0:10

Hi, this video is on propensity score matching.

Some of the concepts that we will cover include calipers,

propensity score overlap and trimming the tails of a propensity score distribution.

So previously, we noted that a propensity score is a balancing score, so

matching on a propensity score should achieve balance.

So it should achieve balance on the covariate distribution between treated and

controlled subjects even though we did not directly match on the covariates.

So even though we match on the propensity score,

we should still end up with balance.

And it also should be noted that the propensity score is a scalar, so

each person will just have a single value of the propensity score.

So it will just be one number between zero and one for each person.

So this greatly simplifies the matching problem because we just have

to match on one variable as opposed to a whole set of variables.

So essentially, the propensity score's summarizing all the xs,

and then we can just match on that summary.

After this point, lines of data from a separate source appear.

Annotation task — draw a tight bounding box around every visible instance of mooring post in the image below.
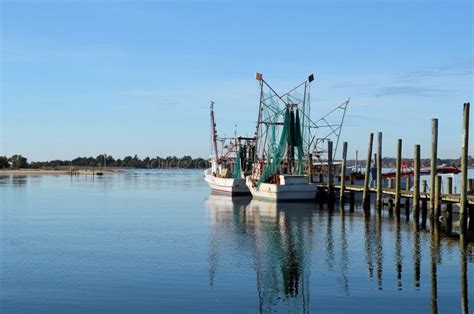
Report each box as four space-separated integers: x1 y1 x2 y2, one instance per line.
388 178 392 189
468 179 473 192
422 180 428 226
413 144 421 221
350 174 355 212
434 175 442 221
406 176 411 192
340 142 348 202
362 133 374 208
446 176 453 232
395 139 402 210
468 179 474 193
430 118 438 212
460 103 470 231
376 132 382 208
327 140 334 200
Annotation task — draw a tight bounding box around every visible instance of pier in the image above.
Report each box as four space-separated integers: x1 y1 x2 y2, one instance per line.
317 102 473 232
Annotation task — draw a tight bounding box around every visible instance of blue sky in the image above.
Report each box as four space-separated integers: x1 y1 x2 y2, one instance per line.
1 0 472 161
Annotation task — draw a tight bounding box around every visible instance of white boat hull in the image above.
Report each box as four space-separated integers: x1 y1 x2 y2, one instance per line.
246 176 317 201
204 169 250 195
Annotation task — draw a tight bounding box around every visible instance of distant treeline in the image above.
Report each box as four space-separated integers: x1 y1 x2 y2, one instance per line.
1 154 472 170
0 155 210 169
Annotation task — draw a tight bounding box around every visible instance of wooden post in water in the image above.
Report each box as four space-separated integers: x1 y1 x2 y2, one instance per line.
446 176 453 232
434 175 442 221
340 142 348 201
350 174 355 212
327 140 334 200
395 139 402 210
405 176 411 192
460 102 470 231
468 179 474 193
376 132 382 208
422 180 428 226
430 118 438 212
413 144 421 222
362 133 374 208
388 178 392 189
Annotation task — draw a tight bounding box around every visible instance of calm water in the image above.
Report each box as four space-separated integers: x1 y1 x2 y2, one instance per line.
1 170 472 313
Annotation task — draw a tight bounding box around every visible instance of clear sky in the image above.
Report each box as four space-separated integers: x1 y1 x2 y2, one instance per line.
1 0 472 161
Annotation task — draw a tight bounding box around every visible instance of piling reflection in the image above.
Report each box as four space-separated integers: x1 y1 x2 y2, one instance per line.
364 212 374 278
430 223 440 314
339 208 350 295
395 216 403 290
206 195 472 313
460 233 469 314
413 222 421 289
375 211 384 290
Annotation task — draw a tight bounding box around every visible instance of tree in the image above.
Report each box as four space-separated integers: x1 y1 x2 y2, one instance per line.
0 156 10 169
8 155 28 169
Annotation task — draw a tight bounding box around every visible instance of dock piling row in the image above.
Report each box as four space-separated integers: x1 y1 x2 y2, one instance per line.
316 103 472 233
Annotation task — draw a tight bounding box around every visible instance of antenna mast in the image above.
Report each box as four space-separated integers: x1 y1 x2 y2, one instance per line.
210 101 219 161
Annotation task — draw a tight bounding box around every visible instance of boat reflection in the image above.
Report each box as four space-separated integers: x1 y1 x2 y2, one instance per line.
207 196 315 313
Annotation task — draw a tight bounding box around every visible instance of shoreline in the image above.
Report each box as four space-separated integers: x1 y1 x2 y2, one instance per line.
0 169 123 176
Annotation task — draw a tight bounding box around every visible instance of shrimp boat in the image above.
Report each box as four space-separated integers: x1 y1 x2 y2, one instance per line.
246 73 318 201
204 102 255 195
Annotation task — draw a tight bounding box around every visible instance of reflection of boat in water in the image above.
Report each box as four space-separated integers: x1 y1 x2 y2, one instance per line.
204 102 255 195
207 196 315 313
205 193 252 213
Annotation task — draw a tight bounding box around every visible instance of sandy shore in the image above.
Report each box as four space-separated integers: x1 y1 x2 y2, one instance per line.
0 169 122 176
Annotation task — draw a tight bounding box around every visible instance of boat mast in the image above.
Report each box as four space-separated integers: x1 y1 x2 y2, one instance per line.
210 101 219 161
254 73 264 162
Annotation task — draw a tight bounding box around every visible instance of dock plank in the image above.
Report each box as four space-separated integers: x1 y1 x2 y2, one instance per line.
317 183 474 205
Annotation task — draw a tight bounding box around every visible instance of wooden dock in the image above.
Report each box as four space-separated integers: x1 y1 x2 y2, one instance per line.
317 183 474 205
316 102 473 232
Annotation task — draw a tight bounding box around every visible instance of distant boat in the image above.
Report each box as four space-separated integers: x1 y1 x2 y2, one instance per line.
204 102 255 195
383 161 460 178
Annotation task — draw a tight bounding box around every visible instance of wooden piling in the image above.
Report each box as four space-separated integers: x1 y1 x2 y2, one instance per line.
468 179 474 193
340 142 348 201
388 178 392 189
376 132 382 207
406 176 411 192
434 175 442 221
413 145 421 221
468 178 473 192
350 174 355 212
446 176 453 232
430 118 438 211
460 103 470 230
422 180 428 227
328 141 334 199
395 139 402 209
362 133 374 208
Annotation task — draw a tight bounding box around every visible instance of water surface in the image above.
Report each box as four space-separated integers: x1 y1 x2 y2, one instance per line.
0 170 472 313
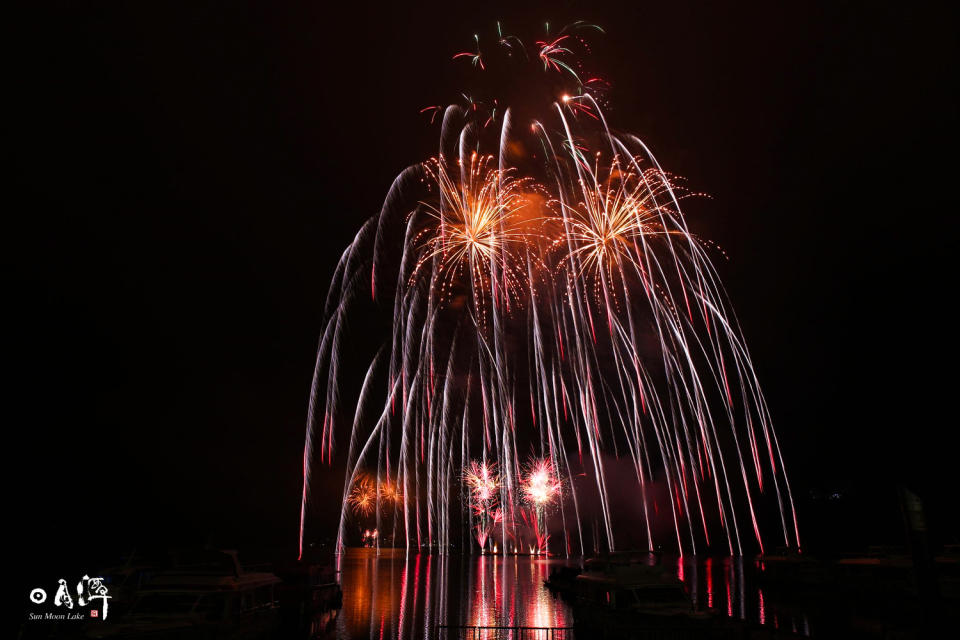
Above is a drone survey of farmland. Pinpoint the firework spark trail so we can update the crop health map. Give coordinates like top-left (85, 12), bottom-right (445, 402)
top-left (301, 23), bottom-right (799, 559)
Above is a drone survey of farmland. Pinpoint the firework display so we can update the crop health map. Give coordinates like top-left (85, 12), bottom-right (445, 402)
top-left (299, 22), bottom-right (799, 559)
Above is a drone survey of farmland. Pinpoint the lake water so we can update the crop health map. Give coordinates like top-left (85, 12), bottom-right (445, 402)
top-left (334, 548), bottom-right (573, 639)
top-left (332, 549), bottom-right (813, 639)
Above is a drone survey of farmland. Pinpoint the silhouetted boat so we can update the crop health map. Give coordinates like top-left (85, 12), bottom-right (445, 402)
top-left (85, 549), bottom-right (282, 639)
top-left (544, 566), bottom-right (581, 595)
top-left (569, 559), bottom-right (714, 638)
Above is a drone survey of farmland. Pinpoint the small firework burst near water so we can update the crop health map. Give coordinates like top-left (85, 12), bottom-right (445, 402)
top-left (299, 22), bottom-right (799, 559)
top-left (522, 458), bottom-right (561, 508)
top-left (464, 460), bottom-right (501, 550)
top-left (521, 458), bottom-right (561, 553)
top-left (465, 460), bottom-right (500, 504)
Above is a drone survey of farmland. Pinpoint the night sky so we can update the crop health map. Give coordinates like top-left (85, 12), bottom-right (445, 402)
top-left (8, 1), bottom-right (956, 580)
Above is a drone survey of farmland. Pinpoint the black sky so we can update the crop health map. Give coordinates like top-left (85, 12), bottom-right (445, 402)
top-left (7, 0), bottom-right (957, 575)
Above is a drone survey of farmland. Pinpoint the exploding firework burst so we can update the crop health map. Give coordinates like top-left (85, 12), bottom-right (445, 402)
top-left (413, 154), bottom-right (539, 308)
top-left (347, 473), bottom-right (403, 520)
top-left (465, 460), bottom-right (500, 505)
top-left (521, 458), bottom-right (562, 508)
top-left (348, 478), bottom-right (376, 518)
top-left (463, 460), bottom-right (502, 551)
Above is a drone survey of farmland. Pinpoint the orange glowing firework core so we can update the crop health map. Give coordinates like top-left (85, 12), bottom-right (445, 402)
top-left (416, 154), bottom-right (540, 306)
top-left (379, 479), bottom-right (402, 505)
top-left (557, 155), bottom-right (687, 281)
top-left (348, 474), bottom-right (403, 518)
top-left (349, 481), bottom-right (376, 517)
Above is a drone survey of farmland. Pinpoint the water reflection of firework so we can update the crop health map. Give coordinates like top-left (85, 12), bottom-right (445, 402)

So once we've estimated the propensity score, but

before we actually carry out matching one of the things that people typically do

is look for overlap in the propensity score distribution.

What we mean by this is comparing the distribution of the propensity scores for

treated and control subjects.

And we basically want to look for overlap between these distributions.

So we're interested in whether all of the subjects had at least

some positive probability of receiving either treatment,

and this is typically done with a plot.

So here's an example where the propensity score distribution for

the control and treated groups.

1:59

And you'll notice that the propensity score is between zero and one,

as it should be, so it's a probability of treatment.

And you'll notice that the treated group here which is in blue, that their

propensity scores shifted over a little to the right relative to the control.

So for the treated group,

the peak of the propensity score distribution is about there.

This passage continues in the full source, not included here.